By the time we'd arrived at school twenty-five minutes later, One of Two had lost a leg to frostbite, Two of Two had green ear and I had to get the school nurse to amputate my hands. Otherwise everything was fine.
The real issue of the morning, was why we were late in the first place. And it's all to do with the pomegranate.
What is the point of the pomegranate? And how did someone ever open one up and think, 'well that's not going to be a pain in the backside to eat'? The pomegranate, more than any other fruit or vegetable, is designed to have someone else prepare it for you. Which is why One of Two has me.

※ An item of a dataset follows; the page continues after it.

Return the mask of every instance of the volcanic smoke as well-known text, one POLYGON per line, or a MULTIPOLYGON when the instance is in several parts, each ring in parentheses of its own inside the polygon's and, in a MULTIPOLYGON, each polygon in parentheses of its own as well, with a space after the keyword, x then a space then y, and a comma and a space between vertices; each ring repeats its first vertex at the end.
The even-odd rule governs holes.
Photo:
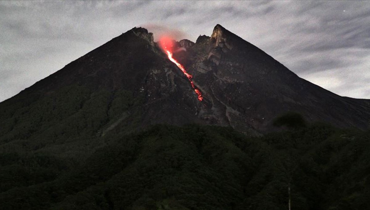
POLYGON ((192 79, 193 78, 193 76, 192 76, 191 74, 188 73, 185 69, 185 68, 179 63, 176 59, 174 58, 173 57, 173 41, 172 39, 168 37, 162 37, 159 40, 159 46, 162 48, 162 50, 167 54, 167 56, 168 57, 168 59, 169 60, 172 61, 172 62, 176 64, 177 67, 179 67, 179 68, 181 70, 182 73, 186 76, 186 77, 189 79, 189 82, 190 82, 190 84, 191 85, 191 87, 194 89, 194 91, 196 94, 196 95, 198 96, 198 100, 200 101, 202 101, 203 99, 203 97, 202 96, 202 93, 201 92, 198 88, 195 87, 195 85, 194 84, 194 82, 192 80, 192 79))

I don't know what the verb is to describe what it is you do to prepare a pomegranate. There may be another method - in fact, there may even be a particular pomegranate tool in the Lakeland catelogue - but I do it by cutting it in half, then scraping out all those little red things into a bowl. But you can't say, 'Did you scrap the pomegranate yet?' that sounds pretty gross. 'Did you scoop the pomegranate?' doesn't work either. I like the word 'shuck' but it's not at all appropriate. Perhaps an adaptation of the word shuck might work...
The thing about flucking the pomegranate is the amount of juice that sprays out as you're scraping the spoon through the eight or nine million red flesh coated seeds inside. And I did the whole thing wearing a white t-shirt. At the end of the flucking I looked like I'd gone on some wild, chainsawing bloody rampage. And not only did I have to shower, scrub with a wire brush and change, it takes a long time to fluck the pomegranate in the first place.
All the time you're thinking, 'what's wrong with a banana?' But then, in the end, you do anything to try to get your kids to eat a piece of fruit. Even fluck a pomegranate.
And so, finally, when we stepped outside to a misty morning, chilled by a cold front sweeping down from St. Petersburg, I didn't stop to consider the weather, but rode off valiantly into the day, leading my doomed troops to a freezing and bitter end, once more consumed by the endless time crunch of a pre-school morning.